His heart pounded as he threw himself forward and lifted the big bulky man off the girl. She was underneath him, a look of horror on her face.

You thought you were safe, you bitch, thought Yusuf. No, you are far from safe.

Yusuf grabbed her by the hair and dragged her away from the seemingly unconscious figure that had tried to protect her, flinging her to the ground once more.

He turned his attention to the prone, bullet-ridden man on the floor, ready to finish him off with a bullet to the back of the head. He checked the Glock and then advanced on his target.

In those few brief moments, Sabina knew that she had to react and she had to do it now. She pulled the weapon free from the bandage sheath so that it protruded from the bottom of her fist and then she ran at Yusuf, attacking from his rear.

Her focus was his exposed neck, that fleshy part that was just wide open for attack. Sabina guessed that she had one good shot, perhaps two at the most, and then he would either be dead or he would turn on her. She didn’t count the steps, but she supposed it could have been no more than five, and then she was bringing the vicious, jagged metal down in a short arc.

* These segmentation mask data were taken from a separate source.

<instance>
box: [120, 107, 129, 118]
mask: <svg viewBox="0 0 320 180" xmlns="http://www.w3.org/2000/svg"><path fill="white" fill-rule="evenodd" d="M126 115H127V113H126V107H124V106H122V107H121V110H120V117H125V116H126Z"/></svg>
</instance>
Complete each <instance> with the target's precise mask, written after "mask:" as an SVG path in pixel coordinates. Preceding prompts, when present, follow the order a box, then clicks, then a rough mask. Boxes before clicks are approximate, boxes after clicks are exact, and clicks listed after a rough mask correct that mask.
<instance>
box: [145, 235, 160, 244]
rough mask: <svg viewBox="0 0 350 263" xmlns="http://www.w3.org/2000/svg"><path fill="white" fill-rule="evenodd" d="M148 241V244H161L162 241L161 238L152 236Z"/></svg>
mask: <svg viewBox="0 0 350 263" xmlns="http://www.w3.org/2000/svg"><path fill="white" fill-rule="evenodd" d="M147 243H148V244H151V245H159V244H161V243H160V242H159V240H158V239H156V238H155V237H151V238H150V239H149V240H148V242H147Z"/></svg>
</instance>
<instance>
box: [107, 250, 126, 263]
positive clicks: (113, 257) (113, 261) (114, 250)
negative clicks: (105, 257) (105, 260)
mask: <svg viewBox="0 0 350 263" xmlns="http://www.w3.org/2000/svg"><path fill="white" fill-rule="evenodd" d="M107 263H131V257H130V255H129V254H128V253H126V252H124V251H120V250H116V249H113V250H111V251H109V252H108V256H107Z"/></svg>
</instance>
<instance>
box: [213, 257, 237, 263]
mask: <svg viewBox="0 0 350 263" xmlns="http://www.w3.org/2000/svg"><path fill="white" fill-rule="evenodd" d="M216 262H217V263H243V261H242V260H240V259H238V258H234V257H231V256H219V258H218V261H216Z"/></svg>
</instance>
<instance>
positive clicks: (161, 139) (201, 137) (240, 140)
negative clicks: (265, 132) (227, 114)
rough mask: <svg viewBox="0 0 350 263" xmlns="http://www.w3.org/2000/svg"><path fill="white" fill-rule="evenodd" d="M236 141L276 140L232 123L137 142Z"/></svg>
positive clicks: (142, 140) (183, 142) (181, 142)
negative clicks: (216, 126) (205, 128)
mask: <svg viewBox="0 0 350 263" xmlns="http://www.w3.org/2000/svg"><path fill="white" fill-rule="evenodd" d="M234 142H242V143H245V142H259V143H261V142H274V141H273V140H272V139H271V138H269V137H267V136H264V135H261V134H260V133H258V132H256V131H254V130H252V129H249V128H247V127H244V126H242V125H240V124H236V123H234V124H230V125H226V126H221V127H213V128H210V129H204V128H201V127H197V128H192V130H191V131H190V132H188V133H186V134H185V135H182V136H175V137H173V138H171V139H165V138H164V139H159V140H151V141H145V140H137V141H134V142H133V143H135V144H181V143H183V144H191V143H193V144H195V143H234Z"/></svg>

She felt the resistance as it cut through the flesh and saw Yusuf spasm, his body tensing and arching, before she brought the weapon down once more just for luck, this time penetrating the side of his neck. She barely had time to watch the blood spurt free in a geyser before he had twirled and lashed out with his gun hand, the side of the pistol smashing into her face and knocking her back to the ground. She could feel the blood seeping into her eyes from a cut from the pistol-whipping and could only stare at the scene of horror before her.

Yusuf held the wound in his neck with his free hand and advanced on the new threat of Sabina. The pistol was shaking in his hand, but he seemed determined to kill her once and for all.

And then her seemingly dead doppelganger brother began to move and come back to life. He suddenly did two things simultaneously. With his left hand, he reached up to his face and began to claw at it, as if he was ripping his mask of skin and beard away to reveal something underneath. At the same time, his right hand came out from the pocket of his overcoat and began pointing in Yusuf’s direction; a metal finger of battle aimed at him and ready to fire.

The heavy rounds from the Colt 1911 took Yusuf in the head, the force of the impact sending him flying backwards and crashing to the ground dead, his face a mangled bowl of flesh and bone. When the shooting was done, Wolf Beckwith forced his battered body to a crouch, ripping open the jacket to reveal a heavy ballistic vest underneath. He held out his hand and beckoned to the girl.

“Sabina… come to me quickly.”

For an instant, there was a surge of mistrust and then she scurried over to him in a low crouch.

“We need to make it to the car,” he said.

“Where… where is my brother?” called Sabina.

“He’s far from here and he’s safe. That’s for later, but now we have to get to the car!” yelled Wolf and then he grabbed her arm, his body protecting her from the assassins at the other end of the track as he half pulled and half dragged her to the relative safety of the Lexus.

They moved fast and low in the manner of the protector and the protected and it was when they were nearly within spitting distance of the security of their vehicle that Sabina noticed, from somewhere in her peripheral vision, her spymaster and former lover running at full speed, shining blade in hand, past them and heading towards the killers that had taken her.